How have Oxiquim’s main business areas responded to the challenges of COVID-19?
We have three main business areas: first, we manufacture resins for wood panels. We then have a business line of chemical distribution, where we source from global and local producers and we provide to the wider national industry. Finally, the third business line is our marine terminals for bulk liquids, with facilities in northern, central and southern Chile. The pandemic has created significant challenges to logistic movements but we have been able to operate fairly normally by adapting the operational standards to assure health and safety and business continuity. For Oxiquim it has been fabrication and distribution that have been most affected by the pandemic. Demand has contracted in some sectors, notably construction, although the impact has not been so severe. We also provide to the pulp and paper, food, water treatment and mining industries, among others, so we have a very diversified client portfolio.
How are you investing in growing the marine terminals business?
This is the area where we see bigger growth opportunities. We initially invested on this front to assure the supply of raw materials for our own operations, after which we started serving third parties. We are now building an LPG terminal in Mejillones, which should start operation in January 2021. We also have other projects for improvements and expansions in our Quintero terminal as well.
Chile imports a lot of raw materials, but as the storage capacity increases, there are opportunities to serve the export markets as well. The challenge we have had is that Chile, although it has a very long coast, offers very few natural bays where you can buy these terminals. So, there is a lot of industrial activity concentrated in these locations, and this creates a lot of social pressure. For this reason, we have incorporated cutting-edge technology to control our emissions and make sure the product is always contained. The biggest challenge is the permits to build these facilities. They can take up to four or five years, while the markets change much more rapidly.
Can you develop on Oxiquim’s R&D and technology capabilities?
We have technologies to produce resins for wood panels with very low formaldehyde emissions. Our technology is leader in low use of adhesive per cubic meter of panel, and this technological advantage places us in a good position to potentially invest in production facilities abroad.
In our logistics business, we have innovated increasing safety, with submarine breakaway valves with a system to empty the lines in case of activation of the valves, allowing the use in lines with products that can solidify at sea temperature.

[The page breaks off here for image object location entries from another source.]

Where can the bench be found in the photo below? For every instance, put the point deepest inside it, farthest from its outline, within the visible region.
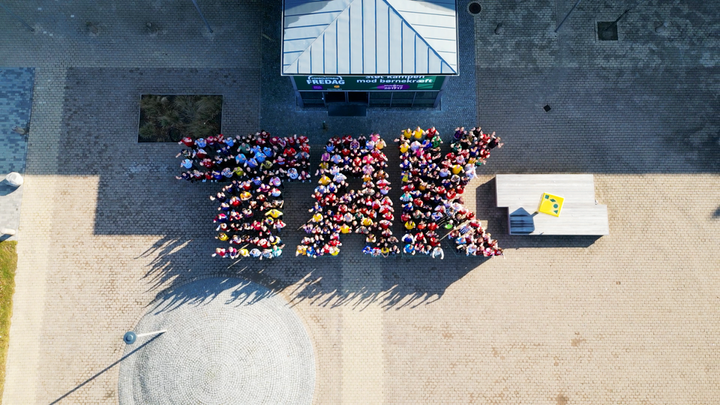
(580, 214)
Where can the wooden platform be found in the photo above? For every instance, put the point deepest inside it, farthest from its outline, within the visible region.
(580, 214)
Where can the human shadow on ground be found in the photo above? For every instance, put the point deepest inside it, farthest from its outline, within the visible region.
(350, 279)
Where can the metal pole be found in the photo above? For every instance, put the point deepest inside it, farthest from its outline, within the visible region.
(131, 337)
(568, 15)
(18, 18)
(202, 16)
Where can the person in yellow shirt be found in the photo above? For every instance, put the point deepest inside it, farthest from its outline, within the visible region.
(274, 213)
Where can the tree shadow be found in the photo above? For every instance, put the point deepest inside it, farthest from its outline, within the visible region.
(98, 374)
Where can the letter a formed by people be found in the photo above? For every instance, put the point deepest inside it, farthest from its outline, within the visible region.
(338, 210)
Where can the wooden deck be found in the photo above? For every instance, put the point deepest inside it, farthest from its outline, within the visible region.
(580, 214)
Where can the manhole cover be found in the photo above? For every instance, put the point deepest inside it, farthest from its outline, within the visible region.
(474, 8)
(607, 30)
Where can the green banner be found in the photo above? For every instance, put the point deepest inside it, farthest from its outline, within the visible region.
(388, 83)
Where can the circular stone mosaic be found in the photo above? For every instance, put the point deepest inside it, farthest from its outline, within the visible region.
(228, 341)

Moreover, in our LPG terminal we introduced a technology to heat up the gas using air before dispatch. This has worked very well and presents less environmental impact than other technologies. Finally, in mining we are introducing a new family of products based in unconventional principles to improve copper recovery in flotation processes used in Chile and Peru.
As president of Asiquim, could you provide a general picture of how Chile’s chemical industry is performing with the pandemic?
In 2019 the chemical industry outperformed GDP growth by 2.5%. Beyond the situation with methanol production, which has been very dependent on natural gas imports from Argentina, the chemical industry has been performing at healthy levels. In terms of the pandemic, at Asiquim we did a survey in June 2020 and, overall, the chemical industry has continued to operate at pretty much normal rates. This said, I think we will see demand contract as a result of the financial crisis caused by COVID-19. Also, in Chile we have a delicate social situation since last year, so the job losses of the pandemic may increase social unrest.
Oxiquim celebrates 70 years in 2020. Would you like to add a final message to our readers and APLA members?
Over the last 70 years, Chile has gone through deep changes, has transitioned from being a protectionist economy to a very open economy. We have gone through periods of unfavorable political climate to private investment in the 70s to a long period since the 80s of more stable regulations and stronger institutions allowing the development of the country based mainly on private investment.
The company has proven to be very resilient to adapt to the different changes. As a final message, I would like to insist on the need to recover political leaderships, so the population trusts its leaders again, rather than follow the shouting in social media. We need a rational social dialogue. Also, I would like to send a message of optimism concerning the pandemic, as we have all proved that we can work very well in totally different ways than before.